The U.S. did its best to make the Soviet Union miserable in Afghanistan, and then it made the same mistake as the Soviet Union, fighting a twenty-year war contrasted to the Soviet’s war that lasted half as long. From Srdja Trifkovic at chroniclesmagazine.org:
The latest episode in an ironic reversal of the roles of the foreign powers that have tried their luck in Afghanistan is unfolding before our eyes. Britain’s profitless involvement (1839-1919) is ancient history, but more recently the Soviet intervention (1979-1989) and America’s subsequent “longest war” (2001-2021) have both ended in strategic failures.
Because the United States failed to know its enemy, it appears to have cleared the ground for China’s grand entry into the geopolitical game in Central Asia. That entry may well be successful, in the medium term at least, because it will not be accompanied by Beijing’s attempts to establish an ideologically friendly government in Kabul, or to conduct experiments in social engineering in the tribal lands, as the U.S. has a history of doing.
Back in the early 1980s, following the deployment of the Soviet army in an operation which completely lacked strategic clarity, the nascent Islamic resistance movement was used by the Carter Administration as a tool of undermining Moscow’s credibility and getting it bogged down in an unwinnable war. In a memorable 1998 interview with France’s news magazine Le Nouvel Observateur, Carter’s National Security Advisor Zbigniew Brzezinski described how he advised President Carter in the summer of 1979 to draw the Soviets into military intervention.

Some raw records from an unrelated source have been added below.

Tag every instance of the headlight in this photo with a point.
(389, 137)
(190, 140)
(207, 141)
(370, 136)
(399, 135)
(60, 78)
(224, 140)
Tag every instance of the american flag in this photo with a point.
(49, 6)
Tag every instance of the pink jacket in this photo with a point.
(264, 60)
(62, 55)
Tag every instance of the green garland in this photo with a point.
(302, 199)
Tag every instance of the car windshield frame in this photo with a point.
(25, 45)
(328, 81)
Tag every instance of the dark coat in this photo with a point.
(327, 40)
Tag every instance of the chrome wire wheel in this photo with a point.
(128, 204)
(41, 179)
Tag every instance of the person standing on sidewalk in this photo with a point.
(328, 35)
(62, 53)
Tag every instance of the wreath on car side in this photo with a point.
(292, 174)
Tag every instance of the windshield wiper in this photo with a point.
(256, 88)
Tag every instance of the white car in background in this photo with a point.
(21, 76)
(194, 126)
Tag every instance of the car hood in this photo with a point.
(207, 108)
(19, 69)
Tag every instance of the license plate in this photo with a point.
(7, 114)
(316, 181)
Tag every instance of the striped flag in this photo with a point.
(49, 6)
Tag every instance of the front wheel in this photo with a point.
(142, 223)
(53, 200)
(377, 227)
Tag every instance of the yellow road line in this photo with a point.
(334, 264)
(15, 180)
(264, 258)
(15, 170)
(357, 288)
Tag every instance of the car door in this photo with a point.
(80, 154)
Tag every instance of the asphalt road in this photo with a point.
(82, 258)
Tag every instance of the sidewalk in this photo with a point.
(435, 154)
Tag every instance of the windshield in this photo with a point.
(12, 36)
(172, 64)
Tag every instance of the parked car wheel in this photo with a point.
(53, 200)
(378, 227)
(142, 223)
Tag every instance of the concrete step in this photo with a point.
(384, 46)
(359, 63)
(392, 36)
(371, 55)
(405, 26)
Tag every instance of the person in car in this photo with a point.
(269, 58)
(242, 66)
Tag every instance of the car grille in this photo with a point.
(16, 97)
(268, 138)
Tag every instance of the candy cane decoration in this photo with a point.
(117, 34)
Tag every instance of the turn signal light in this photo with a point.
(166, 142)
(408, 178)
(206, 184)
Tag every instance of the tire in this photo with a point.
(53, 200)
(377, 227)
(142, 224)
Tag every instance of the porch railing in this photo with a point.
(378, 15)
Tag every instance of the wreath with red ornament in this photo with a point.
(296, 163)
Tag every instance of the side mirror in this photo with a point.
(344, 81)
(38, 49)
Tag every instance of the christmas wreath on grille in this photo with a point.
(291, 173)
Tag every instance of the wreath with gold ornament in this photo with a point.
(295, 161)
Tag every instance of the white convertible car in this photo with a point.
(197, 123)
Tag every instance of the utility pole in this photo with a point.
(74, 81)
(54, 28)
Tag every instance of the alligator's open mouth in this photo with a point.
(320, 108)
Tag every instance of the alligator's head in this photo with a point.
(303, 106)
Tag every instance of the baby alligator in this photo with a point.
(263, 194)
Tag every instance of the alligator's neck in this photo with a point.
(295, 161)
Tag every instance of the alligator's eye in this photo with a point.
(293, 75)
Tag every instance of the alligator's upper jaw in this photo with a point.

“That secret operation was an excellent idea,” Brzezinski said. “It had the effect of drawing the Russians into the Afghan trap…. Indeed, for almost 10 years, Moscow had to carry on a war that was unsustainable for the regime, a conflict that brought about the demoralization and finally the breakup of the Soviet empire.”
Asked if he regretted having armed future terrorists, Brzezinski was adamant: “What is more important in world history? The Taliban or the collapse of the Soviet empire? Some agitated Moslems or the liberation of Central Europe and the end of the Cold War?” He further rejected the notion that Islamic fundamentalism was a global menace as “nonsense.”